I've got to plan a visit to Silverton. The San Juans are my favorite mountains in Colorado.

----------


## MIke R

yup....Summit and Eagle County get all the press...but thats where the real action is....Wolf Creek...Slverton...but dont worry...the  land rapists are waiting in the wings...

----------


## MIke R

well thats too bad....perhaps another time...tell your son King Soopers is selling 4 pack passes  to Copper for 84 bucks....the deal expires this Saturday

----------


## JoshA

Hmm... He got his Colorado pass already but maybe I'll pick up some passes for later in the winter.

----------


## JoshA

Miker: I've heard it's been wintry on the Front Range. What's the situation at the ski areas? Anything open or opening soon?

----------


## MIke R

I heard this weekend possibly for A Basin and or Loveland...the big boys hhave no interest in opening anytime soon....we were suppose to get 8 inches last night into today but that was a big bust....nothing....a little rain right now...next snow event is suppose to happen tomorrow night..we are definetly in a stormy pattern right now and it has been cold and dry enough to make snow for sure at night.....I'll post it all here as it happens..I usually get a phone call right before and I am usually on the first lift line to go up....stay tuned

----------


## JoshA

Doesn't look like I'll be making a ski excursion part of my Boulder trip Thursday but thanks for the info. Hope to ski with you another time.

----------


## MIke R

ABasin is open...Josh PM me if you want to take a few runs Saturday or Sunday morning...I'll be there for an hour or so both mornings

http://www.summitdaily.com/article/2.../NEWS/61012002

----------


## JoshA

Right now in LoDo bar trying to post w treo.

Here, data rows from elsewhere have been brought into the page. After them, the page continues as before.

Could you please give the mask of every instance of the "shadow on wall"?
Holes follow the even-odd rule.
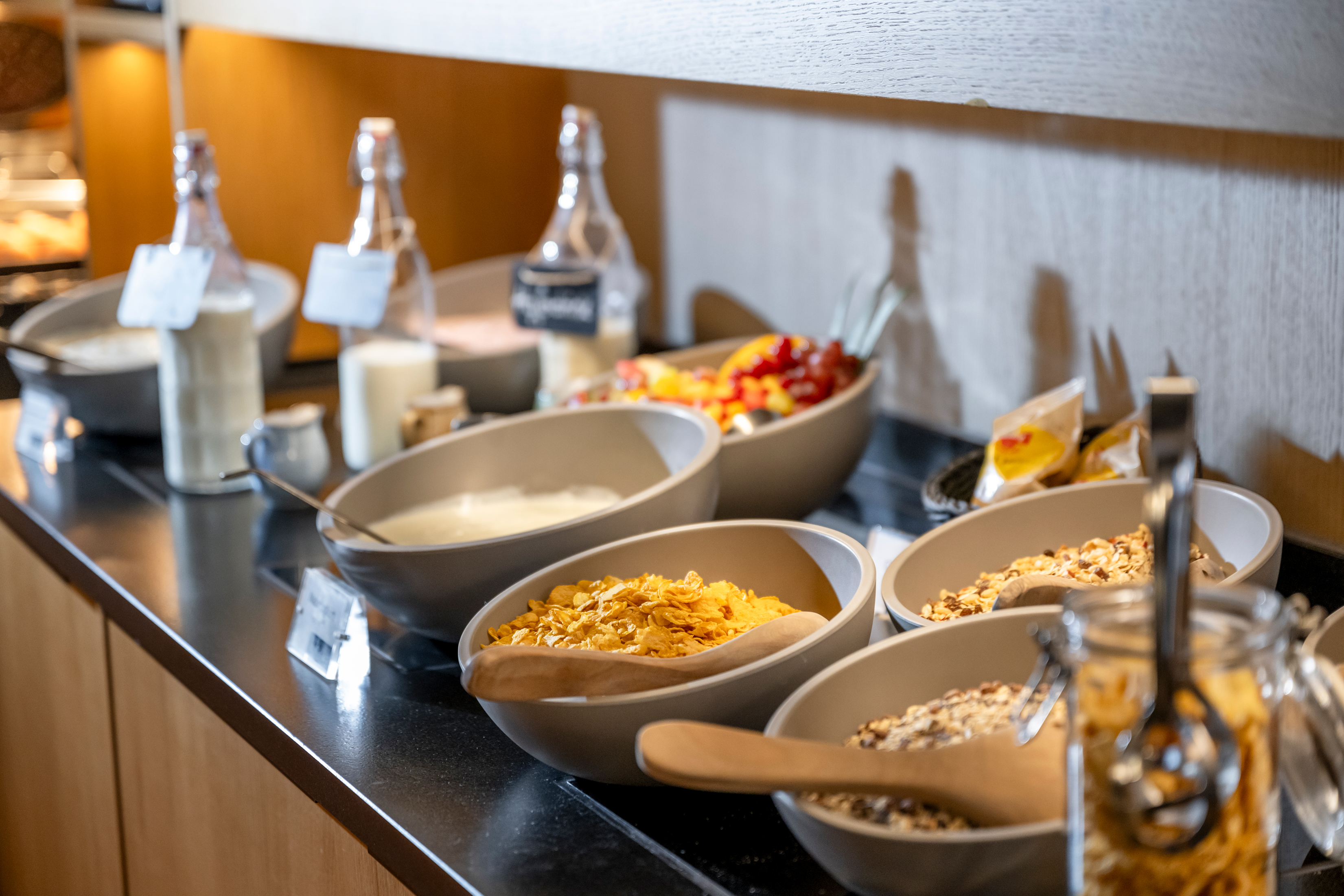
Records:
[[[961,383],[938,348],[919,282],[919,207],[915,181],[905,168],[891,175],[891,282],[907,290],[878,343],[883,410],[930,423],[961,426]]]
[[[1293,532],[1344,544],[1344,457],[1322,461],[1274,430],[1261,433],[1255,481]]]
[[[1048,267],[1036,269],[1031,287],[1031,394],[1063,386],[1074,375],[1074,312],[1068,281]]]
[[[1091,343],[1093,386],[1097,390],[1097,410],[1083,415],[1083,426],[1110,426],[1116,420],[1134,412],[1134,387],[1129,382],[1129,364],[1120,348],[1116,330],[1106,330],[1106,351],[1101,348],[1097,333],[1089,337]]]

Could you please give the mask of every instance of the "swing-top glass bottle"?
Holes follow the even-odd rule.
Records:
[[[214,148],[204,130],[177,133],[173,146],[177,218],[169,246],[215,250],[196,321],[159,330],[159,408],[164,474],[180,492],[218,493],[251,488],[247,478],[220,481],[243,463],[243,433],[261,416],[261,352],[253,326],[255,297],[242,255],[219,214]]]
[[[564,106],[560,120],[560,192],[542,239],[519,269],[515,294],[528,281],[563,287],[577,278],[595,278],[597,332],[542,330],[538,407],[562,403],[586,379],[634,355],[644,292],[634,251],[602,179],[602,125],[591,109],[574,105]]]
[[[402,414],[413,398],[438,386],[438,352],[429,262],[402,201],[406,163],[391,118],[360,120],[349,175],[360,185],[349,254],[394,258],[382,321],[368,330],[341,328],[341,449],[347,466],[360,470],[403,447]]]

Pretty booked for the wkend. Buffs tomorrow. Later this winter for sure. Beautiful weather!

----------


## JoshA

My sources tell me that it's snowing on the Front Range. Miker, did you get to ski  this past weekend? We had a great time in Boudler and the Buffs actually had their first win after 10 losses!

----------


## MIke R

we are getting hammered as I post this...skiing was good on Saturday, albeit on limited intermediate terrain...regardless of that it was just good to be out on the mountain and on skis again after a looooong 4 month hiatus from it....Sunday morning  was very foggy ( something we rarely see )...so I  didnt go...this weekend should be excellent with much more open terrain at both Loveland and A Basin as we are suppose to get over a foot tonight

----------


## MIke R

Josh...blizzard conditions right now and about a foot on my snow measuring stick  out on the deck - so far.....suppose to rage all night...tell your boy to get up here...A Basin is going to be to rocking when it finally clears....snowiest October I can remember...I would imagine even the big boys are probably thinking about opening soon

life is good

----------


## JoshA

The boy's in Vegas, baby. Hope he can still afford to ski when he returns. LOL.

----------


## MIke R

yeah with Southwest going for 89 bucks roundtrip and it only being less then an hour flight....its hard NOT to go

----------


## Dennis

I flew back from Vegas yesterday and it looked pretty snowy in your neighborhood...really beautiful from 32K ft.

----------